In particolare, cresce fortemente il numero dei laureati "eccellenti" che decide di lasciare il Sud: nel 2004 partiva il 25% dei laureati meridionali con il massimo dei voti; tre anni più tardi la percentuale è balzata a quasi il 38%. Per i giovani in possesso di laurea il Centro-Nord rapprensenta un'opportunità per guadagnare di più, anche se i contratti sono meno stabili rispetto a quelli che riesce a ottenere chi rimane. Esiste poi una fetta consistente di popolazione che, pur essendo residente nel Mezzogiorno, lavora altrove. Nel 2008, secondo quanto emerge dal Rapporto, i pendolari di «lungo raggio» sono stati 173mila, 23mila in più del 2007 (+15,3%). Si tratta di giovani con un livello di studio medio-alto: l'80% ha meno di 45 anni, quasi il 50% svolge professioni di livello elevato e il 24% è laureato. Sono persone che, vivendo al Sud e lavorando al Centro-Nord o all'estero, rientrano a casa nel weekend o un paio di volte al mese. Lombardia, l'Emilia Romagna e il Lazio sono le regioni maggiormente riescono ad attrarre i pendolari.
Ed è proprio il Mezzogiorno a soffrire particolarmente della recessione e di un gap di sviluppo che ormai si protrae da anni. Secondo quanto emerge dal Rapporto, il Pil delle regioni meridionali nel 2008 è crollato a -1,1%, segnando un dato peggiore della media nazionale (-1%) e del Centro-nord (-1%). Quella che emerge è la fotografia di un Sud «in recessione, colpito particolarmente dalla crisi nel settore industriale» e che «da 7 anni consecutivi cresce meno del Centro-nord, cosa mai avvenuta dal dopoguerra a oggi». In particolare, la Campania ha avuto una diminuzione del Pil particolarmente elevata (-2,8%), mentre per le altre regioni meridionali le perdite sono state più contenute: la meno colpita dalla crisi è la Puglia (-0,2%).
Il Pil per abitante è pari a 17.971 euro, il 59% del Centro-nord (30.681 euro), «con una riduzione però del divario di oltre 2 punti percentuali dal 2000, dovuta solo alla riduzione relativa della popolazione».
Un altro indicatore, poi, «rende l'idea della situazione stagnante: nel 1951 nel Mezzogiorno veniva prodotto il 23,9% del Pil nazionale.

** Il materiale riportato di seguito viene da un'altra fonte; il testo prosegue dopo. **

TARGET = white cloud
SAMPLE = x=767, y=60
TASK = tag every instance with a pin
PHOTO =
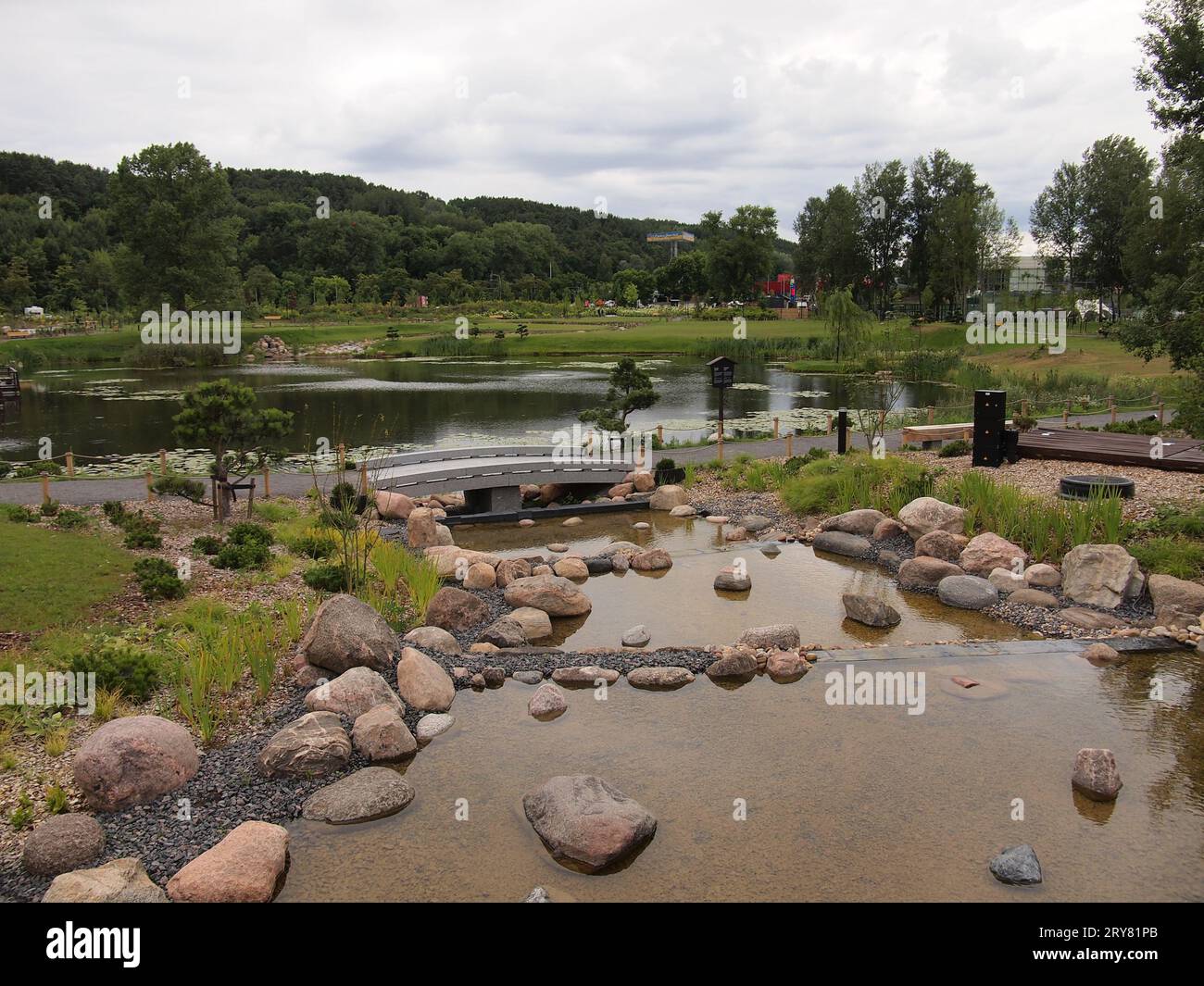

Sessant'anni dopo, nel 2008, la quota è rimasta sostanzialmente immutata (23,8%). Dal 1951 al 2008 il Sud è cresciuto circa agli stessi ritmi del Centro-nord, ma non è riuscito e non riesce a recuperare il gap di sviluppo».
A livello settoriale, spiega il rapporto, «l'agricoltura meridionale ha tenuto molto più di industria e servizi e ha invertito il trend negativo iniziato nel 2005».
Il quadro, conclude lo Svimez, «diventa sconsolante se confrontato con le dinamiche economiche degli altri Paesi europei». In dieci anni, dal 1995 al 2005, le regioni meridionali sono sprofondate nella classifica europea, situandosi in posizioni comprese tra la 165esima e la 200esima su un totale di 208. Un processo «in decisa controtendenza con le altre aree deboli Ue, che sono cresciute mediamente del 3% annuo dal 1999 al 2005, mentre il Sud si è fermato a +0,3%».